Em a "Origem da Família, da Propriedade Privada e do Estado" Engels, ao tratar da "produção e reprodução da vida imediata" vê o assunto da seguinte maneira: "A ordem social em que vivem os homens de determinada época ou determinado país está condicionada por essas duas espécies de produção: pelo grau de desenvolvimento do trabalho, de um lado, e da família, de outro."

É também por puro preconceito que não se foi a fundo até agora no significado da contracultura para todos nós. Difícil citar a contracultura sem nos depararmos com o mal utilizado clichê: "sexo, drogas e rock and roll".

Parece um fato que a música consegue romper a barreira das línguas com muito mais facilidade que qualquer outra forma de expressão. Não por outro motivo foi quem mais viabilizou a universalidade de uma nova consciência. Ajudou inclusive a romper, com mais facilidade, as diferenças de formação intelectual dos jovens de várias partes do planeta. Um típico fenômeno de massas.

Não consigo pensar no papel que a música teve na contracultura sem me remeter a Nietzsche aos 27 anos, em "A Origem da Tragédia no Espírito da Música". Não consigo assistir a um concerto de rock sem imaginar-me em um ritual dionisíaco. E ver no cantor um sacerdote. Onde todos entram em transe e perdem a noção de tempo e espaço. Tal qual um ritual religioso, quando nele estamos por inteiro em seus cânticos. Somente a música, única das artes que não necessita materializar-se para nos tocar a alma, para poder nos permitir este encontro com os deuses. (No candomblé não é diferente).

Segundo Nietzsche a transformação do ritual dionisíaco em tragédia teatral coincide com o início da decadência da fase helênica e o surgimento da civilização ocidental, nos modos como ainda hoje ela se apresenta.

Foi a vitória da razão sobre a intuição, disse Nietzsche. Ou nas palavras de Yoko Ono, a vitória das virtudes masculinas sobre as femininas. Nietzsche, viu uma saída. Sonhou um super-homem, que seria resultado da superação destas amarras sociais. Yoko Ono, junto com John, enfrentou costumes por um planeta menos dividido, menos repressor, menos inquisidor e menos porco chauvinista. Mais humano. "Demasiadamente humano". A contracultura foi mais intuição que razão. Por isto estou convencido que ela acrescentou uma ótica feminina à sociedade ocidental. Abriu alas para as mulheres.

Podemos afirmar que foi, principalmente através da música de influência pop que esta geração mais se expressou e se comunicou. Já eram tempos de mass mídia. Creio que não por outro motivo é que na música estão de alguma maneira, boa parte de nossos melhores poetas modernos. Quando digo nossos, falo da maioria dos países onde a contracultura vem sendo diluída ao longo desses anos. Os artistas são a antena da raça(fazendo uma paródia com frase de Ezra Pound).

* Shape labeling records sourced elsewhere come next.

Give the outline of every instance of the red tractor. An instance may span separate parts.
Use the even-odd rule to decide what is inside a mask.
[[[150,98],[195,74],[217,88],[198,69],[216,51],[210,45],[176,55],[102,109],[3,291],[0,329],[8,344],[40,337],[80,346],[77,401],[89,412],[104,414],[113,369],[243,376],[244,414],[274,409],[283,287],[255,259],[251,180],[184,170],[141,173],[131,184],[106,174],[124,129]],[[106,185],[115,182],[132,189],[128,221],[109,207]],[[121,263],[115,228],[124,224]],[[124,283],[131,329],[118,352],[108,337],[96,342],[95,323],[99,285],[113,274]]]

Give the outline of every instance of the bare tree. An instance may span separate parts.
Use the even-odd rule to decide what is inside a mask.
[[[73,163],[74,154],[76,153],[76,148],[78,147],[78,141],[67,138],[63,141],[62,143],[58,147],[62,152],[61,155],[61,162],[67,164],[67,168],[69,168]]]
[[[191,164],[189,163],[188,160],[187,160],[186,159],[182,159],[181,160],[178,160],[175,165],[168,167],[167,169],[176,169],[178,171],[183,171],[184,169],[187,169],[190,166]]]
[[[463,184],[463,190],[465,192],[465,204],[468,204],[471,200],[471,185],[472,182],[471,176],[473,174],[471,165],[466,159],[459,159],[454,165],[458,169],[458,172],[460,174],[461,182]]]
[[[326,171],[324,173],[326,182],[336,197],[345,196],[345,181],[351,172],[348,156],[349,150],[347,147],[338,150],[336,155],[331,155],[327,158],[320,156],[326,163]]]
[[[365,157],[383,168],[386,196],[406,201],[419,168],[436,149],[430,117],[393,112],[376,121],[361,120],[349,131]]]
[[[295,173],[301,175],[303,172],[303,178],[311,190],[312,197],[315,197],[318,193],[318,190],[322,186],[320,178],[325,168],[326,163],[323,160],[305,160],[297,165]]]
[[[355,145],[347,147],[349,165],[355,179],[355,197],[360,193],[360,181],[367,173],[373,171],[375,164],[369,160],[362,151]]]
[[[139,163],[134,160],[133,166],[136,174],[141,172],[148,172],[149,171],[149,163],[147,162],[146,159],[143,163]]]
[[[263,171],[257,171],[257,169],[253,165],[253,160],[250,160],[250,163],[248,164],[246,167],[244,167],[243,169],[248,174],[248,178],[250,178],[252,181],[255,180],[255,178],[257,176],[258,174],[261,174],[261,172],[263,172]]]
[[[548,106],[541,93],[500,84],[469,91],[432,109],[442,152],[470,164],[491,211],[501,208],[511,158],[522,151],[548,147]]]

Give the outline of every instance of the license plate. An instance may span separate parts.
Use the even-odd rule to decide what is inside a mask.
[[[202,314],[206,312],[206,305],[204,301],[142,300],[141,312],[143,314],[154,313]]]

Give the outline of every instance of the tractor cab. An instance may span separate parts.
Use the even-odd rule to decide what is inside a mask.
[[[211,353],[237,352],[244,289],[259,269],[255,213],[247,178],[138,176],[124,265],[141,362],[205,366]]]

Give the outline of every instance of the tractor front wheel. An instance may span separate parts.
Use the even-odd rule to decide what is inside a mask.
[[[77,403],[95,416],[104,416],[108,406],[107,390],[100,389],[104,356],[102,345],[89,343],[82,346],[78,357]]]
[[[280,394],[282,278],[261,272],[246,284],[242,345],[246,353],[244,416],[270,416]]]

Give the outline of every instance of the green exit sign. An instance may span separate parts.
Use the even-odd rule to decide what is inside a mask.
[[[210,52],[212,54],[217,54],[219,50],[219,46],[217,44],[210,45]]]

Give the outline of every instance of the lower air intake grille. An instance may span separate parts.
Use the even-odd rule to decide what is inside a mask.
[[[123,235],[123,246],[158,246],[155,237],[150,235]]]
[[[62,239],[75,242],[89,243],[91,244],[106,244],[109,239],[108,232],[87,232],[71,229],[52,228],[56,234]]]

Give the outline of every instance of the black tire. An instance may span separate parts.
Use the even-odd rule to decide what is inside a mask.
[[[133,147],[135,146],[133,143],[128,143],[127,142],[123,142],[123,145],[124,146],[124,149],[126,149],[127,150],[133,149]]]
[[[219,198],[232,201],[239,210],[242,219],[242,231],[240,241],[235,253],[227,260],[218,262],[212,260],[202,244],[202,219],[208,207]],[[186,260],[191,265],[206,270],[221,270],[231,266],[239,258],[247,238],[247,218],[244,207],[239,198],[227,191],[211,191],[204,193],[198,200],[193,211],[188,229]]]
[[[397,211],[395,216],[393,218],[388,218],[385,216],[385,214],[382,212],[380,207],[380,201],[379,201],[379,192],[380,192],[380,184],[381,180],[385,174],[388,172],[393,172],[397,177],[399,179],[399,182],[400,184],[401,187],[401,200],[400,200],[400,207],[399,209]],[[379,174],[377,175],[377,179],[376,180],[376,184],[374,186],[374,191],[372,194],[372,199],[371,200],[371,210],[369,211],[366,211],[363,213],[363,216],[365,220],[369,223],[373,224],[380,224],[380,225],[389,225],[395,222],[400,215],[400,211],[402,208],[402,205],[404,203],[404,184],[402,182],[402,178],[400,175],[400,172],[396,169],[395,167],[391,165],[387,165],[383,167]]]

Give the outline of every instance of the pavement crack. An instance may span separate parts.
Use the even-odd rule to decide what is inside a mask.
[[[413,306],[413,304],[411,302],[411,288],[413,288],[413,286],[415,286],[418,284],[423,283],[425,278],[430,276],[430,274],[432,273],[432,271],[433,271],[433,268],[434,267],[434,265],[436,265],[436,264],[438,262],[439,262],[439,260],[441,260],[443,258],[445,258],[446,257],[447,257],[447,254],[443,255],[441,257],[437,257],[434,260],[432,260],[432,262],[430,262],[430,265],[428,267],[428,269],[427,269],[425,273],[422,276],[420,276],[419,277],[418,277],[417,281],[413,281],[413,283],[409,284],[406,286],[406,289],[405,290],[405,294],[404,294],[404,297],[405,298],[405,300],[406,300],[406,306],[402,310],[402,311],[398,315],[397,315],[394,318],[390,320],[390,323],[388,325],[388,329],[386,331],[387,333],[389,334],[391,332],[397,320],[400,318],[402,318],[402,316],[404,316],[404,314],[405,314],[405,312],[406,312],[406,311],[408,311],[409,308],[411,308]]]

Naquele momento o mundo se espantava em ser os Beatles mais conhecidos que Jesus Cristo.

A contracultura também teve seus intelectuais letrados no sentido clássico. Mas aqueles que melhor traduziram o momento, escolheram a canção popular de massa, como sua arma mais quente. No Brasil, Caetano e Gil são um dos melhores exemplos destes intelectuais orgânicos. Formadores de opinião de enormes multidões. Sempre afinados com os princípios de liberdade que tomaram corpo a partir da contracultura. Já como tropicalistas, além do que representam para todos nós, também foram pais e filhos da contracultura no Brasil. Contribuíram muito para criar uma nossa versão da modernidade que se apresentava ao mundo através dela.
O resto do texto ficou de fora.